Comment by Janet on July 12, 2009 at 5:02pm
I think there was a similar discussion thread in the atheists who like books group. I added some suggestions there. Didn't want to be repetitive.
Comment by Richard Healy on July 12, 2009 at 4:44pm
Oh I see!!!

Mea Culpa.

Speaking of Thomas Paine...

Common Sense
http://www.sacred-texts.com/aor/paine/cs/index.htm

Age of Reason Parts 1 & 2
http://www.sacred-texts.com/aor/paine/aor/index.htm

Examination of Biblical Prophecies (Part III of Age of Reason)
http://www.sacred-texts.com/aor/paine/proph.htm
Comment by Scott Otto on July 12, 2009 at 4:15pm
One of my favorites has always been, George H. Smiths' Atheism: the Case Against God. Sure some parts of it were dry, but I learned a lot about the philosophical arguments against theism from it.
Christopher Hitchens' God is not Great, was an exciting read and I highly recommend it. While Sam Harris' The End of Faith was (in my opinion) a yawn inducer. I would avoid it if I were you, I felt like I learned more from Hitchens' anyway. Well that's my experience, take it or leave it.
Comment by Greywolf on July 12, 2009 at 3:42pm
Ooops. Can see how Richard thought I was referring to Ehrman when I was actually speaking in reference to Raymond E. Brown.
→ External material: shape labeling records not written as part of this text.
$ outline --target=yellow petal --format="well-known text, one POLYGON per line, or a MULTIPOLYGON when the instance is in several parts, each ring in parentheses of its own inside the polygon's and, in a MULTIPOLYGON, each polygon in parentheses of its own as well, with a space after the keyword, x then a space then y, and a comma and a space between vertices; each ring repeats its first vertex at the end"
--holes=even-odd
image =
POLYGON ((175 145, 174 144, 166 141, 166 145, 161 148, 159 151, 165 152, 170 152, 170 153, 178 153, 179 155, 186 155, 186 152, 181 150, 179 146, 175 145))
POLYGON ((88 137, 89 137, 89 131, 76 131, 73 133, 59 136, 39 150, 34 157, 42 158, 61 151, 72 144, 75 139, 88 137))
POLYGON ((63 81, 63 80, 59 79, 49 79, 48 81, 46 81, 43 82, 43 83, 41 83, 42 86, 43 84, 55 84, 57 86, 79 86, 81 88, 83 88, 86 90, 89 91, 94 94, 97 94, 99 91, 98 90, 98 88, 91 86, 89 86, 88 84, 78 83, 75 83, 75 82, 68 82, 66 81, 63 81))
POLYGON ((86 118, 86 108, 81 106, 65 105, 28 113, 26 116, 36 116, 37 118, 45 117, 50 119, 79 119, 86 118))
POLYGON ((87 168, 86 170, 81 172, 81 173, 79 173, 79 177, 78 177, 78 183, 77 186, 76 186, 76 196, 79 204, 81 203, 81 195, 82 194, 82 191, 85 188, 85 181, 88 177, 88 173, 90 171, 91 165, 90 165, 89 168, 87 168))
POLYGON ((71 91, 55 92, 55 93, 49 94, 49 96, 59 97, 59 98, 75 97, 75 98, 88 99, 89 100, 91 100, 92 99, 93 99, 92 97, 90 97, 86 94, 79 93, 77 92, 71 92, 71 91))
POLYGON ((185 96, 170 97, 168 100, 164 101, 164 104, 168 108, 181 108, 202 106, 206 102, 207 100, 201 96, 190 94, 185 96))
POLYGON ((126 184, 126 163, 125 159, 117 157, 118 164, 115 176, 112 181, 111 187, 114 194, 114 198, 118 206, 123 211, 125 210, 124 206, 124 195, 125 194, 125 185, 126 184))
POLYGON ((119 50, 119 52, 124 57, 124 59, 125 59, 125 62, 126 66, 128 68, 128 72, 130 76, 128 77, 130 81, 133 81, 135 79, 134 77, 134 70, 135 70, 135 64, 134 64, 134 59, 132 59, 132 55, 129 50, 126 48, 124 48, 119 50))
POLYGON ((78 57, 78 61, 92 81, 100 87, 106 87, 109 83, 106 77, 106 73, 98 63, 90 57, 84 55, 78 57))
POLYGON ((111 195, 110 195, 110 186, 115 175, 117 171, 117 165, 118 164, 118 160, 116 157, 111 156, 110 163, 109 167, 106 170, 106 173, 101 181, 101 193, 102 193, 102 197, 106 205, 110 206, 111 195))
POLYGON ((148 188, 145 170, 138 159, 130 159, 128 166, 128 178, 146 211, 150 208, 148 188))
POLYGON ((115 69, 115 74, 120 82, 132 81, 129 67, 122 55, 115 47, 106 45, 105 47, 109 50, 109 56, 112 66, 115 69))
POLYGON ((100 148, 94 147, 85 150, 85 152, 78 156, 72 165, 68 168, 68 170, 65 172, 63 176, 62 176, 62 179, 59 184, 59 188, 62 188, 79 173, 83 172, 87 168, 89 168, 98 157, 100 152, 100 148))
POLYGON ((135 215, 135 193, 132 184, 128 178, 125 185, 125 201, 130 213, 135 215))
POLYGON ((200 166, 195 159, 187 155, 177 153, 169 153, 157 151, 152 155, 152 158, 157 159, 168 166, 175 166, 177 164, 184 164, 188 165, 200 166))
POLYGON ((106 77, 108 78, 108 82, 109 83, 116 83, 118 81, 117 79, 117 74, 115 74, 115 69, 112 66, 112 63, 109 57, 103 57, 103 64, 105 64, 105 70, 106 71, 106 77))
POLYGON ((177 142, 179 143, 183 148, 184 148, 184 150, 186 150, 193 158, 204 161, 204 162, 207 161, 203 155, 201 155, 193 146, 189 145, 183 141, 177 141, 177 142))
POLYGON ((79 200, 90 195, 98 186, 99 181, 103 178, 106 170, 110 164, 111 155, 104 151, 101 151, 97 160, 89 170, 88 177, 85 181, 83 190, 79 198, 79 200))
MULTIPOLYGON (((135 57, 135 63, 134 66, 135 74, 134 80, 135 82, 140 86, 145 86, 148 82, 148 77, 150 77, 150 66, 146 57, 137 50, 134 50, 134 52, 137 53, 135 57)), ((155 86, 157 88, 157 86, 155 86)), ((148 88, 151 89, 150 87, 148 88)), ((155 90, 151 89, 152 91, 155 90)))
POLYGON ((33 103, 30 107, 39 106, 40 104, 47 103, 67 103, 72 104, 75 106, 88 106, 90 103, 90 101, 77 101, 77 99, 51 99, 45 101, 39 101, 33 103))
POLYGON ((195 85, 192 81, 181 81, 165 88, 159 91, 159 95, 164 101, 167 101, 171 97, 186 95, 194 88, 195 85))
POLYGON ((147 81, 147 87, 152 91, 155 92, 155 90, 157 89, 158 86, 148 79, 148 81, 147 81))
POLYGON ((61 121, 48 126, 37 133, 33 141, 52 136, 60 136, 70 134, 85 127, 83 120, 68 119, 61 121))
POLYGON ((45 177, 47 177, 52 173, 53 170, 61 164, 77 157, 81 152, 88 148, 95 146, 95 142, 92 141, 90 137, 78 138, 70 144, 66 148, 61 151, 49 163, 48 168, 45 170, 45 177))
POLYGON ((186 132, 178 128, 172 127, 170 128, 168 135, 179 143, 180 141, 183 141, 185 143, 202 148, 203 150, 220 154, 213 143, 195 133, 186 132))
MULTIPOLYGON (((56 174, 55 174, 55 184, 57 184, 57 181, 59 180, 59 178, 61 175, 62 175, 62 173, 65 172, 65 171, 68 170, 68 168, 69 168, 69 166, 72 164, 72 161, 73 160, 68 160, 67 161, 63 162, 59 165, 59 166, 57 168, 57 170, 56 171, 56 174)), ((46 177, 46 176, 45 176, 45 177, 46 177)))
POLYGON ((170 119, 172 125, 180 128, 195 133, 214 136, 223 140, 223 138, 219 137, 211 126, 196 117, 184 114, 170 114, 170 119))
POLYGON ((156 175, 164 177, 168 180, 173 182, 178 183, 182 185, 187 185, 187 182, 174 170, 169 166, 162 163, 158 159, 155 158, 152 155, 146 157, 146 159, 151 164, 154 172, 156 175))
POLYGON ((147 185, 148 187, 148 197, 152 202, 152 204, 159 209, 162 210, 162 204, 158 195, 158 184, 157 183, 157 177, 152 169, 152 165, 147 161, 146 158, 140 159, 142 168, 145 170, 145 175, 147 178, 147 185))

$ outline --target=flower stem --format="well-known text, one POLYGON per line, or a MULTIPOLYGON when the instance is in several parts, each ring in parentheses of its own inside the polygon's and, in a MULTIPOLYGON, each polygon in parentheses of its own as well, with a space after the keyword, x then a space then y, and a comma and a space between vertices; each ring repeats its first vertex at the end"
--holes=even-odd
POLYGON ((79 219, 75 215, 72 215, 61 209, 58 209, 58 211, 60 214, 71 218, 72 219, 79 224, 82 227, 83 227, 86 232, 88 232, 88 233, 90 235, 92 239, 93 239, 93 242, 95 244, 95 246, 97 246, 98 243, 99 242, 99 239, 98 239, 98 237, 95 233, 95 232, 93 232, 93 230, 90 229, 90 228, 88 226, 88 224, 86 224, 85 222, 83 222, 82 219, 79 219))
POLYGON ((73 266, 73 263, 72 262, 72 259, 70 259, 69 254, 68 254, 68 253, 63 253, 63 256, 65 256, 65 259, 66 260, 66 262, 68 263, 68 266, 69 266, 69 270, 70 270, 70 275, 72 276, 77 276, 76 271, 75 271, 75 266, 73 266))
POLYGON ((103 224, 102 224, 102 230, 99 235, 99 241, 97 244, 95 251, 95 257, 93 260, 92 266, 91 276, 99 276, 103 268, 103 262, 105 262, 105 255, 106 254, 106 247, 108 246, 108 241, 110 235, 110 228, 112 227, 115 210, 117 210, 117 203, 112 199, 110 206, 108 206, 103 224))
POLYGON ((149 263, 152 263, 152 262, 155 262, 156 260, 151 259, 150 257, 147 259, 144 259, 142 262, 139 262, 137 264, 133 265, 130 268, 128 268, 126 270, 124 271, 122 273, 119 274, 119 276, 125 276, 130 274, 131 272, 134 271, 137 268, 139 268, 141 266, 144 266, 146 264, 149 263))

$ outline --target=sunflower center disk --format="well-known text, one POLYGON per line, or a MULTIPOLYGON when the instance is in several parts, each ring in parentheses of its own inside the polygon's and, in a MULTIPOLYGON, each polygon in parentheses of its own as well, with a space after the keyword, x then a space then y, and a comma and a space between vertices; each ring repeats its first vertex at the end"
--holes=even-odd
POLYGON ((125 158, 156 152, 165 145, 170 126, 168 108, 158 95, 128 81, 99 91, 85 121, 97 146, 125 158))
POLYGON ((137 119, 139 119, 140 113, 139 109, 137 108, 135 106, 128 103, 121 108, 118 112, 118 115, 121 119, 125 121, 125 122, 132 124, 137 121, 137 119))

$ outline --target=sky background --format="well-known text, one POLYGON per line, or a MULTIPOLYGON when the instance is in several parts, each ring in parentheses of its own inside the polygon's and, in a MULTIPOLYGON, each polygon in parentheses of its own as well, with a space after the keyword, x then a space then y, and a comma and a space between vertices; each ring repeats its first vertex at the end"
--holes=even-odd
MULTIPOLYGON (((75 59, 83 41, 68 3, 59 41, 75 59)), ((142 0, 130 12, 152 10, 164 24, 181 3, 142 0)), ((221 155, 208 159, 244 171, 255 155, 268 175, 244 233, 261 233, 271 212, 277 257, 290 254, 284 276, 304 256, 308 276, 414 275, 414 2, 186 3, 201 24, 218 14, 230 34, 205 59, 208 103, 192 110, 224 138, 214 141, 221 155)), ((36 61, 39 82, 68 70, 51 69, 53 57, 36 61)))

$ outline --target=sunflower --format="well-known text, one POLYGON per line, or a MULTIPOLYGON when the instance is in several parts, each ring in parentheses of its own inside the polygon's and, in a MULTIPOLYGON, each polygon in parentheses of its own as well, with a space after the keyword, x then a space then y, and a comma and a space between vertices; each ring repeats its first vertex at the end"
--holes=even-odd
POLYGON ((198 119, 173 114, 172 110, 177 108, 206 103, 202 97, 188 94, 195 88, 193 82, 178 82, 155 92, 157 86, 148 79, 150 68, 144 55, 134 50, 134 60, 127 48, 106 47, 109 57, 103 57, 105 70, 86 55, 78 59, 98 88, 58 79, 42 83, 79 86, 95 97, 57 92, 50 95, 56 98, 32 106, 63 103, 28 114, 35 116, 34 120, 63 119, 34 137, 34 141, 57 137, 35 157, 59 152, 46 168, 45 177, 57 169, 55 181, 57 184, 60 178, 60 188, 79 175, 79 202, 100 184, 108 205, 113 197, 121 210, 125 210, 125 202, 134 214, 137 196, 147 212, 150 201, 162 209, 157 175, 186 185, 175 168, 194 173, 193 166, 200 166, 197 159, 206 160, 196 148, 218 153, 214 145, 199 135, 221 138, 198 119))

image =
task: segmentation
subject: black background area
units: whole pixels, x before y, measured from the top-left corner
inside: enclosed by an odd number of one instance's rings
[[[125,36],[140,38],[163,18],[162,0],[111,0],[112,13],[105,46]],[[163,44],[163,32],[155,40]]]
In regards to Thomas Paine: It's just tragic story. He deserved better. He certainly paid the price for his freethinking ways. With the number of non-theists on the rise, stout-hearted Tom will now become much more familiar to a young American public. And it won't be solely due to writing "Common Sense"!
Comment by Richard Healy on July 12, 2009 at 1:01pm
Misquoting Jesus. It's short relatively speaking and is a good introduction to the textual criticism for which Ehrman made his name. Also useful for picking up some quick bible-debunking references. (Like the last twelve verses of Mark) and the ever-popular 'who went to Jesus's tomb?' party game.
Comment by Kristi Leitholt on July 12, 2009 at 12:24pm
Thanks everyone! I look forward to reading more. Believe it or not, I was actually able to get through almost TWO chapters of Freethinkers last night. Thomas Paine sounds like quite an interesting person. I think I have his book The Age of Reason around here somewhere. I know we have at least one Paine book anyway.

I've looked up Bart Ehrman at my library and there are a lot of books available by him. Where would you all recommend I start?